The Government is asking the House to consent to an operation so that it can get its business through in a better way. and this has happened immediately after we have been gagged in this House on a discussion of an important social question. I do not believe that any honourabe member ought to agree to the motion. I believe that the very spirit of the contingency motion, as presented at page 126 of today’s notice paper, is against the general principles of the Standing Orders. If you are going to do this kind of thing, if you are going to introduce contingency motions of this sort, if you are going to tear up the Standing Orders on such occasions as this, why have them at all? It simply means that this House becomes more and more a part of the executive instrument. It means that the House has no say over its own affairs. When we vote for this motion I believe that we are surrendering the initiative so far as sales tax Bills are concerned.
In many ways money Bills are one of the important pieces of legislation that come before the Parliament. The whole system has been built up protecting the right of this Parliament to discuss money matters, financial matters and taxation matters without let or hindrance. This has been the whole principle behind parliamentary development for the last 300 or 400 years.
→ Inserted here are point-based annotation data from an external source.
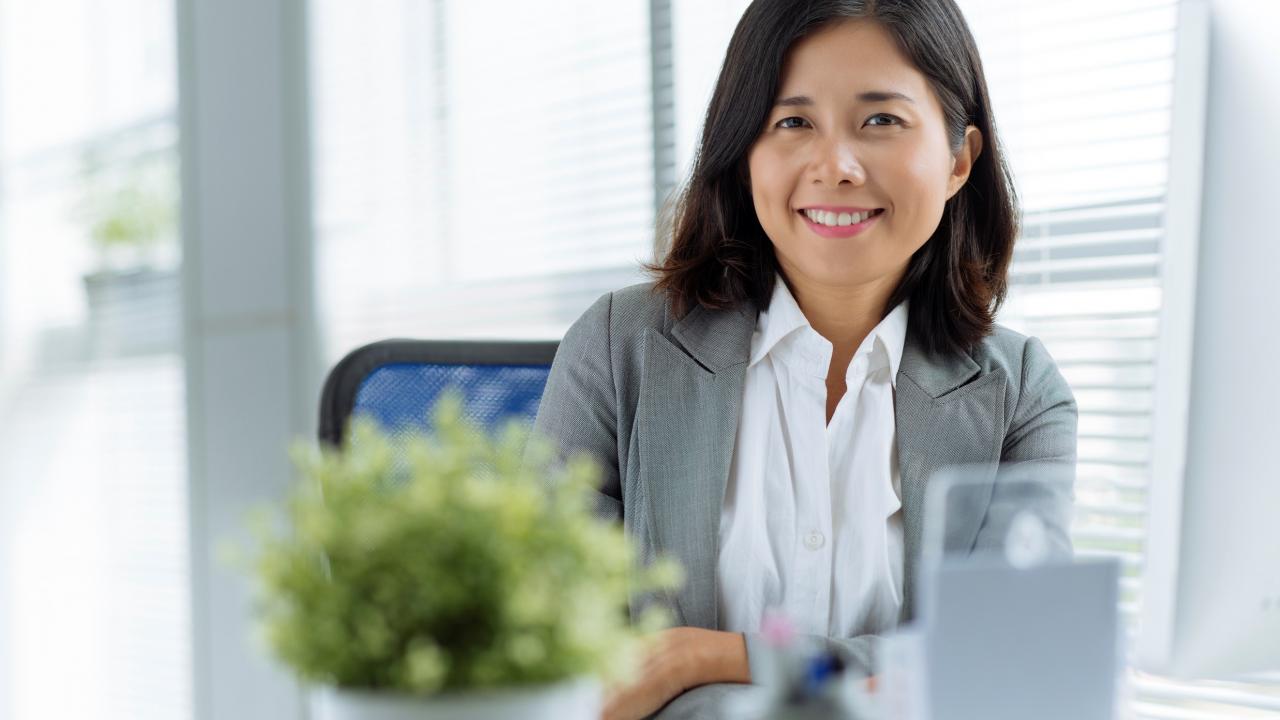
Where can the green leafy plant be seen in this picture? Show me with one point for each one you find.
(446, 561)
(129, 205)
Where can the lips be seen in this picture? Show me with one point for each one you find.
(817, 220)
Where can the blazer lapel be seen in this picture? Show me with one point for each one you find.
(941, 422)
(686, 419)
(947, 413)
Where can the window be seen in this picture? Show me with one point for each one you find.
(461, 191)
(92, 432)
(464, 191)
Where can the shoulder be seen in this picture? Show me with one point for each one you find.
(622, 315)
(1032, 373)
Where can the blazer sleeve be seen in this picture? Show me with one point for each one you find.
(579, 406)
(1041, 434)
(1040, 445)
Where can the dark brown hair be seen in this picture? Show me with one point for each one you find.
(718, 253)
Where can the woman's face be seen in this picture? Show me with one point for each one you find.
(853, 168)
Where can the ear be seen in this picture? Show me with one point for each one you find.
(961, 164)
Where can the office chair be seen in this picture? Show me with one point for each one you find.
(397, 382)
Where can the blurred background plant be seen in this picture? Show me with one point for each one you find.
(451, 561)
(131, 206)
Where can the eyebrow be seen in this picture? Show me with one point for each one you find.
(871, 96)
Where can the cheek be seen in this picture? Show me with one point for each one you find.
(771, 185)
(919, 185)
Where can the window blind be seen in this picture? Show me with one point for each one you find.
(417, 159)
(1084, 99)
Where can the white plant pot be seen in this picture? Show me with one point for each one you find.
(580, 698)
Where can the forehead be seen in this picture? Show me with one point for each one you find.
(846, 57)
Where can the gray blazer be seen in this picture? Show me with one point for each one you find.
(657, 401)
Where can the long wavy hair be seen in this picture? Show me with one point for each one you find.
(717, 253)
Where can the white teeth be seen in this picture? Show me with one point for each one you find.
(842, 219)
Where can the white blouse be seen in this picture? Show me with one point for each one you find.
(812, 523)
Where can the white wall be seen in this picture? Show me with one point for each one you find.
(251, 376)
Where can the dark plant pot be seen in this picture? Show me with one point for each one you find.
(133, 311)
I do not believe that we ought to accede to the Government’s request on this occasion. 1 personally do not believe that we ought to accede to it at all because day by day we on this side of the House are consistently being treated with great discourtesy and disregard as was evidenced only a few moments ago when an important subject was being debated and the gag was applied.
I still wait for the day when those freedom fighters on the other side of the House, who believe that the things which they see in the Liberal Party’s platform are dinkum, true and beyond criticism and that they ought to stand up for them, will cross the floor, on an issue such as the one we are discussing or on other issues when the gag is applied, and show some of that intestinal fortitude which they like to drag out of the young men of Australia while they sit home safely week by week.
– Did I hear correctly, that when the Treasurer (Mr Bury) asked the House to agree to the motion which he moved, the honourable member for Melbourne Ports (Mr Crean) who is Labor’s shadow Treasurer, agreed to it? Did I hear correctly? I think I did.
– You did indeed.
– I did. Immediately afterwards the honourable member for Wills (Mr Bryant), who has no authority at all on the front bench of the Australian Labor Party, got up and completely denied what Labor’s shadow Treasurer had said. This is amazing. This illustrates what we have been saying about the Labor Party for a long time. It has been proved today.
– Mr Deputy Speaker-
– Order! The honourable member for Melbourne Ports has spoken in the debate.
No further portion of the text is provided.